Military chaplains should be free to continue serving their country “without fear of reprisal” for their beliefs on sexuality and marriage, said Ron Crews, executive director of the Chaplain Alliance for Religious Liberty.
An amendment to the Senate’s version of the 2012 defense authorization bill was introduced in November by Sen. Roger Wicker, R-Miss., a member of the Senate Armed Services Committee.
Wicker said that the legislation would allow military chaplains to “maintain the freedom of conscience” needed to serve both their nation and their religion in light of “policy changes being implemented.”
Advocates for religious freedom have called for such legislation following the recent repeal of the “Don’t Ask, Don’t Tell” policy that had prohibited homosexual individuals from serving openly in the military.
Wicker’s amendment, which was approved by unanimous consent on Nov. 30, does not explicitly reference same-sex unions. Rather, it provides that a military chaplain who objects to performing a marriage ceremony “as a matter of conscience or moral principle” may not be forced to do so.
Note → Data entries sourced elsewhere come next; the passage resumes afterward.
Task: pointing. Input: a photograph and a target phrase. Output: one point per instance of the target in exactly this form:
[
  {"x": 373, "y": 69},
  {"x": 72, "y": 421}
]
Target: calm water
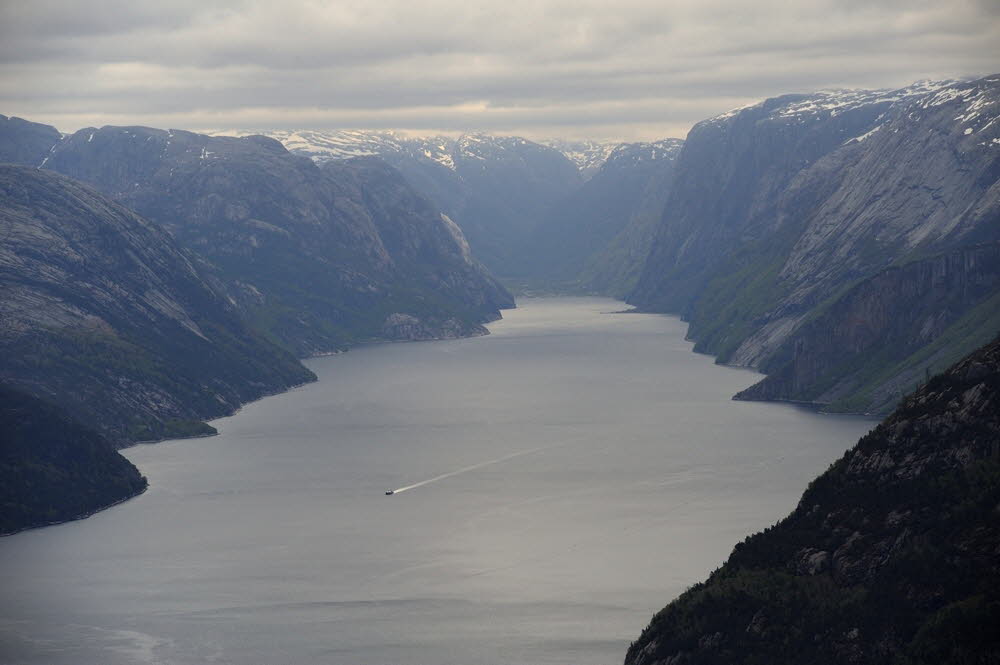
[{"x": 595, "y": 468}]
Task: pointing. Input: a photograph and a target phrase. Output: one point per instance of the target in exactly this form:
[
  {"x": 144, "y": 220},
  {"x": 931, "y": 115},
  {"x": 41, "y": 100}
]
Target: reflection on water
[{"x": 576, "y": 469}]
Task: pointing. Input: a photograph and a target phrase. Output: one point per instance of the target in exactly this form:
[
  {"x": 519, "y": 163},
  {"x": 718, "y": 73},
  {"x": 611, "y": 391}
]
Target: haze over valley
[{"x": 559, "y": 223}]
The chaplain alliance also asked Congress to hold hearings on the threats to religious liberty that military chaplains and service members are facing following the repeal of “Don’t Ask, Don’t Tell.”
According to the alliance, chaplains are reporting an increasing climate of fear because of uncertainty about what is permitted in addressing and speaking about homosexual behavior.
Although current Pentagon policy permits chaplains to decide if they want to perform a marriage, Crews said that, in some instances, chaplains have “suffered retaliation, including having their careers threatened, for being ‘politically incorrect.’”
He said that enlisted personnel have also seen a “chilling effect” on their rights to free speech and that this demonstrates an increasing need for clearly stated military conscience protections to be added to U.S. law.